Histórias das Copas

28 de junho de 2018 10:26

Museu dos Esportes expõe atrações na Copa

↑ Atletas amadores do Amazonas visitam exposição da Copa da Rússia, que vai até o dia 15 de julho

O Museu de Esportes Edvaldo Alves Santa Rosa (Dida), no Estádio Rei Pelé, está com uma exposição de objetos e relíquias dos times da seleção brasileira que foram campeões do mundo em todas as copas. A mostra vai até o final da Copa da Rússia, em julho. A visita ao museu em um verdadeiro passeio ao longo da história do futebol brasileiro, com camisas da amarelinha, algumas autografadas, como a de Romário, e dos alagoanos Zagallo e a atacante Marta Vieira; vídeos de gols e lances das copas; músicas e narrações dos jogos, captados pelos famosos Long Plays, os “bolachões”, como o disco da primeira Copa conquistada pelo Brasil, em 1958, que consagrou o refrão “A taça do mundo é nossa”, e muitas, muitas fotografias e livros.
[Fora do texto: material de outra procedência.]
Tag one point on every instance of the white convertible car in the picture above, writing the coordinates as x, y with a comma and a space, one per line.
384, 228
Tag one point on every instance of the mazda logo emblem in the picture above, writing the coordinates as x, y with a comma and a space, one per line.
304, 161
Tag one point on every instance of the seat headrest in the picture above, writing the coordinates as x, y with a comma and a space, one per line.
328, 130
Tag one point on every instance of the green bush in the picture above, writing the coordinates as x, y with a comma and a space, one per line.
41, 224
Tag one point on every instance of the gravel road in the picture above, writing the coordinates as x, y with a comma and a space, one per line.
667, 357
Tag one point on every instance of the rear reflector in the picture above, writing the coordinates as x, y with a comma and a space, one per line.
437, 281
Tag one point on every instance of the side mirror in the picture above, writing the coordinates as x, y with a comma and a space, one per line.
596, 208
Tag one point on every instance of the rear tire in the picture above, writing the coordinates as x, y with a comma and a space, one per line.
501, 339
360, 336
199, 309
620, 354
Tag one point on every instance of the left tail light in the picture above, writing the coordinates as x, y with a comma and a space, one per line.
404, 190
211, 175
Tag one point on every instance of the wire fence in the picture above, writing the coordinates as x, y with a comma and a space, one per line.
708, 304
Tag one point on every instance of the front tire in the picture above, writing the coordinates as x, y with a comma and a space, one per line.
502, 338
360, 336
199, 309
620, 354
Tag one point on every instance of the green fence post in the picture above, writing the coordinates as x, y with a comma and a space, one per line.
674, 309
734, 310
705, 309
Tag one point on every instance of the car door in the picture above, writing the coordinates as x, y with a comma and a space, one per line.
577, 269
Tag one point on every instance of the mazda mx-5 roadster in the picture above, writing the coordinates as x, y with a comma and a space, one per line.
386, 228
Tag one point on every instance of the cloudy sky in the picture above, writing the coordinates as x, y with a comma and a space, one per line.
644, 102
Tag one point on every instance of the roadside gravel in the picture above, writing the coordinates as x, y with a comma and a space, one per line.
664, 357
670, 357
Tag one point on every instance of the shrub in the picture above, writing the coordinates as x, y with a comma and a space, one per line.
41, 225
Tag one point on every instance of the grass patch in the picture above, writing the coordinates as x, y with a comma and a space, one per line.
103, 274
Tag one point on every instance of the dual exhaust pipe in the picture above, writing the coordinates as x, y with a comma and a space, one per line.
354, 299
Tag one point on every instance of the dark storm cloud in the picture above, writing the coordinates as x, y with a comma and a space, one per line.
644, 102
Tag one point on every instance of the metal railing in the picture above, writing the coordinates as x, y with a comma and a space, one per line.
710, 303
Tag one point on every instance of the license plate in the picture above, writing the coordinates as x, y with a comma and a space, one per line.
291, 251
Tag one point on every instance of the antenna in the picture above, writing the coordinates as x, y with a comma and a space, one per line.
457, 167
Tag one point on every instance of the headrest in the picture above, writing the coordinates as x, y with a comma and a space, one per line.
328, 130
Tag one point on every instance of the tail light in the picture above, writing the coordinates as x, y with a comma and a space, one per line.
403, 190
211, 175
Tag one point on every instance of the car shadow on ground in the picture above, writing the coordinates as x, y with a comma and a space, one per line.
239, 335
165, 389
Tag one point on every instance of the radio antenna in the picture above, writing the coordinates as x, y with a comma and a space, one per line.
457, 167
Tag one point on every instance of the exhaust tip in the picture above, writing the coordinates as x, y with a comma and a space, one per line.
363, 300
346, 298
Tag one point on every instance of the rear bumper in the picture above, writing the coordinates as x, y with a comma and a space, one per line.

“Fico feliz em ver a juventude interessada nas antigas seleções, do tempo do futebol-arte de Pelé, Garrincha, Dida, Tostão, e tantos outros. Por meio das fotos e dos vídeos, eles ficam muito curiosos, e é muito bom bater um papo e conversar com os grupos”.

Para se entender a grandeza do museu construído por Lauthenay, olha só o quilate dos tesouros do Museu Dida: A camisa número 10 de Pelé, que jogava pelo Santos, autografada pelo ídolo quando esteve em Maceió para a partida de inauguração do estádio que leva seu nome, em 25 de outubro de 1970.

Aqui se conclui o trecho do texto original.